What colors result when the cream dilution is present? This brings us to a discussion of palomino and buckskin horses. A palomino horse is red (e/e) with the agouti gene turned “off” (a/a) and has a copy of the cream dilution mutation (Cr). A palomino has a golden coat color ranging from a light off white to deep golden brown with a light- or cream-colored mane and tail. However, a buckskin is a black horse (E/E or E/e) with the agouti gene turned “on” (A/A or A/a) and has a copy of the cream dilution mutation (Cr). Given this knowledge, we can conclude a buckskin is a bay horse that is heterozygous for the cream dilution mutation. A buckskins body color ranges from yellowish to gold and has black points.
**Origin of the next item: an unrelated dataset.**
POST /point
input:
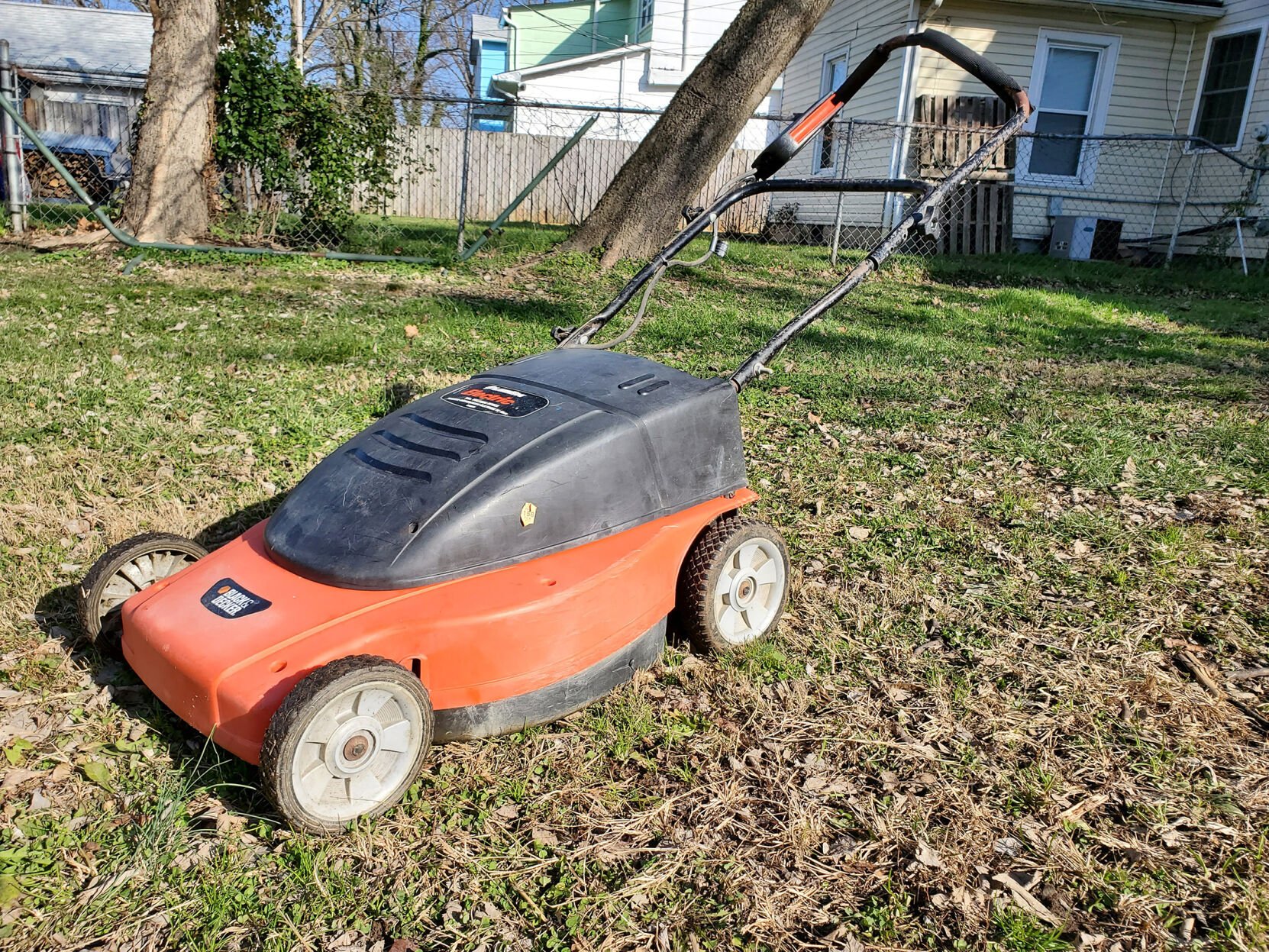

What colors result when the dun mutation is present? This brings to light our dun and grullo coat colors. The dun mutation is a dominate trait affecting the horse’s primary base color. A dun horse is a black horse (E/E or E/e) with the agouti gene turned “on” (A/A or A/a) and a copy of the dun mutation (Dn/). A dun’s body color ranges from yellowish to gold and their mane and tail may be black, brown, red, yellow, white or mixed. Dun horses have a dorsal stripe down their backs and some zebra stripping on their forearms. Moving onto the grullo, this is a black horse (E/E or E/e) that has the agouti gene turned “off” (a/a) and a copy of the dun mutation (Dn/). The body color of a grullo is often described as smoky or mouse color. Grullo’s often have a dorsal stripe and zebra stripping.
Roan vs. Gray
What is the difference in a gray and roan horse? A gray horse is going to be born dark in color and eventually lose the color pigment in their hair until they are all or nearly white. To produce a gray horse, at least one parent must contribute a dominate G. Non-gray horses have two recessive genes (g/g). A gray gene is going to mask the base coat for all colors. Although, gray and roan horses look similar, the genetics of the two are different. Instead of lightening in color over time like the gray, the roan horses retain dark heads and legs and have a mixture of white and colored hairs over the rest of the body. The roan gene gives the horse a uniform mixture of white hairs on the body. Various colors of roans a present depending on the base coat color. For example, a blue roan is a black horse (E/E or E/e) with the roan gene (Rn/). A red roan or a strawberry roan is a red horse (e/e) with a roan gene (Rn). Other colors of roans include bay and palomino.